The US Medicare prescription drug plan, which covers the over-65s and disabled people, cost about 30% - $6 billion - less than originally anticipated in the financial year ended September 30, and the federal programme’s spending on prescription drugs totalled $44 billion, 12% down on the previous year.

When the programme began in January 2006, the Congressional Budget Office (CBO) forecast that by 2008 its annual costs would reach $74 billion, but the year's actual figure is closer to $50 billion. Moreover, the programme’s monthly basic monthly drug coverage premium for 2008 was $26.70, again about a third less than originally forecast.

A major reason for the savings has been the programme’s use of generic drugs, which account for 64% of all prescriptions written under the benefit compared with 61% in the private health insurance market. In addition, with around 32 million enrollees the programme has about 2 million fewer than originally envisaged, and enrollees have also reduced their costs to avoid the “doughnut hole.” This is the gap which occurs when they reach their annual coverage limit - which is $2,510 this year - and then have to pay $3,216 worth of prescription drug costs entirely out of their own pockets until their bill for the year reaches $5,726, after which Medicare again starts to pick up the tab.

Nevertheless, Medicare can save even more in years to come, if more consumers use cost-saving mail-service pharmacies, physicians utilise e-prescribing technology and Congress passes legislation enabling the Food and Drug Administration (FDA) to approve generic versions of biotechnology drugs, according to the Pharmaceutical Care Management Association (PCMA), which represents pharmacy benefit managers (PBMs). “Congress must also resist new initiatives that would actually increase drug costs, such as the proposal to give white-collar pharmacists the right to collectively bargain for higher prices,” added PCMA chief executive Mark Merritt.

Enrollment for the 2009 Medicare prescription drug benefit commences on November 19. According to a report in USA Today, the programme’s costs are expected to start rising again next year.

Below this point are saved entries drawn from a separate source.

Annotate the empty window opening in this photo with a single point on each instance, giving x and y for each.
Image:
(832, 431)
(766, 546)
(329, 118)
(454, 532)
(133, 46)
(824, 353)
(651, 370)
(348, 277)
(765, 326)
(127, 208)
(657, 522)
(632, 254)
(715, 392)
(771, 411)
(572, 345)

Medicaid spending growth set to far outpace that of US economy

Meantime, warnings that spending on Medicaid, the federal health programme that covers people on low incomes, will substantially outpace the US economy’s rate of growth over the next decade have come from the Centres for Medicare & Medicaid Services (CMS), which administers the programmes.

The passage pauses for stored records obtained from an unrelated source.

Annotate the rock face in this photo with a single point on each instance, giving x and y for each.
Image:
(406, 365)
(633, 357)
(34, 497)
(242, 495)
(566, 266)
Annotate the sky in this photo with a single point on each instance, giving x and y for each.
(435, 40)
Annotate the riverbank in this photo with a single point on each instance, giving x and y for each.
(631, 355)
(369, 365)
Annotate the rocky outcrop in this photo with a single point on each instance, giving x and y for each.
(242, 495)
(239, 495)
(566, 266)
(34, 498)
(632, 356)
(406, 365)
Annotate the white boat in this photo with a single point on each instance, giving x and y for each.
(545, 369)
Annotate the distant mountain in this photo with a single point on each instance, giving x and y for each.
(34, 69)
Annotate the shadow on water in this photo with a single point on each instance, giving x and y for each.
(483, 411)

Medicaid benefits spending will grow 7.9% annually over the next 10 years, reaching $674 billion by 2017, compared with a projected annual rate of growth of 4.8% each year for the general economy and 7.4% for Medicare, it says.

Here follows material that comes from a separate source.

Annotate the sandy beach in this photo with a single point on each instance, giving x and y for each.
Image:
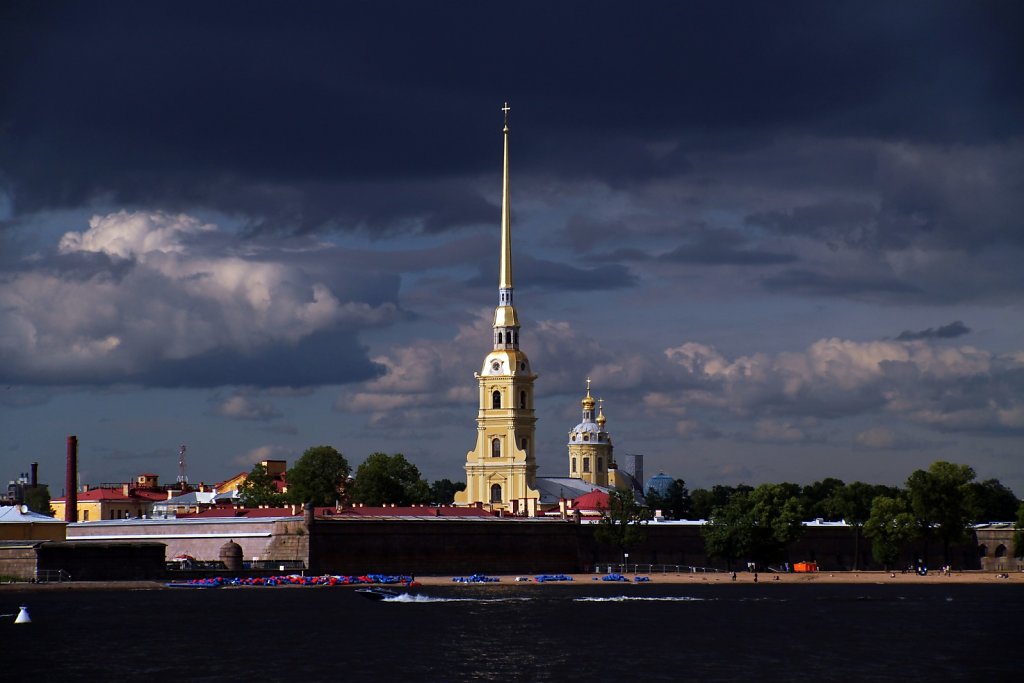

Health and Human Services Secretary (HMS) Michael Leavitt described this spending path as “unsustainable for both federal and state governments,” and acting CMS Administrator Kerry Weems added: “as a nation, we must tackle the difficult job of bringing health care costs under control and assuring that our health care dollars are buying the highest quality, most efficient health care services.”

Medicaid represented 14.8% of all US health care spending in 2006.